But there's another thing to make you feel bad about your everyday choices, and it's much more straightforward and close to home: working conditions in the food industry.
Now, the nastier side of where our food comes from has always been tied to unethical treatment of workers in the industry. That hasn't been news since Upton Sinclair's time. But it is an issue that often gets forgotten about or put on the back burner (no pun intended) of the food discussion. Sure, we want to make sure our coffee and our chocolate are Fair Trade Certified, but what about the idea of a fair wage right here in the United States?
It's also not news that that the value of the minimum of wage compared to the rising tide of inflation has been steadily going down for decades, and some of the hardest hit are food workers. At the average American restaurant these problems can range from the eyebrow-raising (servers making $2.10 per hour can easily go home from a slow shift with minimum wage or less) to the downright alarming (undocumented dishwashers be subjected all kind of illegal conditions and pay because they don't exist in the system.)
Wish you could easily find out which restaurants do the best job of paying their workers a fair wage? Don't worry; there's a app for that.

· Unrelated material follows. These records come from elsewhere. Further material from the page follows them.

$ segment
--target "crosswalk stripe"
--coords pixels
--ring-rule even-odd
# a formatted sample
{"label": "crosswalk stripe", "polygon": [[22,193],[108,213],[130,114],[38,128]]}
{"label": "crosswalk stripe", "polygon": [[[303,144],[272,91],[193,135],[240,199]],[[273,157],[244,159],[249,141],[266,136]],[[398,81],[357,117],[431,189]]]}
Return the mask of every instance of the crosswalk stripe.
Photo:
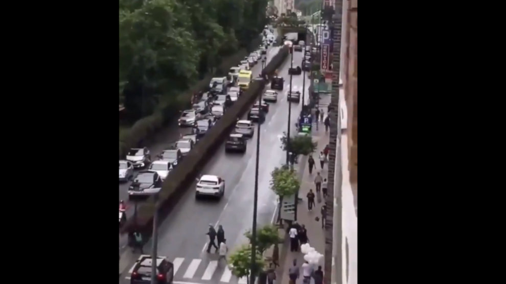
{"label": "crosswalk stripe", "polygon": [[201,261],[201,260],[198,259],[192,260],[192,262],[190,264],[190,266],[188,267],[188,269],[185,272],[183,278],[193,278],[193,275],[197,272],[197,269],[198,268],[198,266],[200,264],[200,262]]}
{"label": "crosswalk stripe", "polygon": [[232,272],[230,271],[230,269],[228,268],[228,266],[225,266],[225,271],[223,271],[223,274],[221,275],[221,279],[220,279],[220,281],[228,282],[230,281],[230,278],[232,277]]}
{"label": "crosswalk stripe", "polygon": [[211,261],[209,262],[209,264],[208,265],[208,268],[205,269],[205,271],[204,272],[204,275],[202,276],[202,279],[211,280],[213,278],[213,273],[214,273],[214,271],[216,270],[216,267],[218,267],[218,261]]}
{"label": "crosswalk stripe", "polygon": [[174,274],[175,274],[177,272],[177,270],[179,269],[181,267],[181,265],[182,264],[182,262],[185,261],[184,257],[176,257],[174,261],[172,262],[172,264],[174,265]]}

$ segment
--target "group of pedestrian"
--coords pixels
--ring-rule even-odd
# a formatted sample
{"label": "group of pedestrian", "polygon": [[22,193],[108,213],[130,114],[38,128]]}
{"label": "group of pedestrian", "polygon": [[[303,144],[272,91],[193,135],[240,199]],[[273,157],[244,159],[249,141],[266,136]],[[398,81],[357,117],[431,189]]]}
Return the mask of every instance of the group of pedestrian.
{"label": "group of pedestrian", "polygon": [[[218,259],[219,262],[222,259],[226,262],[226,253],[228,251],[228,248],[226,246],[226,240],[225,239],[225,231],[221,225],[218,227],[218,231],[214,229],[214,226],[212,224],[209,224],[209,230],[206,233],[209,237],[209,243],[208,244],[208,253],[211,252],[211,247],[214,247],[216,250],[215,253],[219,252],[220,256]],[[215,243],[215,240],[217,239],[218,245],[217,246]]]}
{"label": "group of pedestrian", "polygon": [[[289,284],[295,284],[297,279],[301,276],[300,269],[297,266],[297,260],[293,260],[293,265],[288,269],[288,277]],[[323,271],[321,266],[318,266],[316,270],[314,270],[313,266],[307,261],[304,262],[302,265],[303,283],[309,284],[311,277],[314,280],[314,284],[323,283]]]}
{"label": "group of pedestrian", "polygon": [[296,221],[289,227],[288,235],[290,236],[290,251],[298,251],[301,245],[309,242],[306,226],[300,225]]}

Restaurant Opportunity Centers United, a ten year old organization based out of Manhattan, has made it its mission to "improve wages and working conditions for the nation's restaurant work force." To do this, it has put out a diner's guide, updated every year, with a list of restaurants and how they stack up against labor standards.
The diners' guide now has its own app currently available for select cities that will find restaurants in your area based on search criteria such as paid sick days and opportunity for advancement.
You can also read ROC United's new book, Behind the Kitchen Door, by Saru Jayaraman, an expose on just what's going on in the restaurant world. Sounds like a really uplifting read.
What other human rights issues need to be addressed within our food system?
That's cool! I should have known there was an app for everything, but I really hadn't thought about that.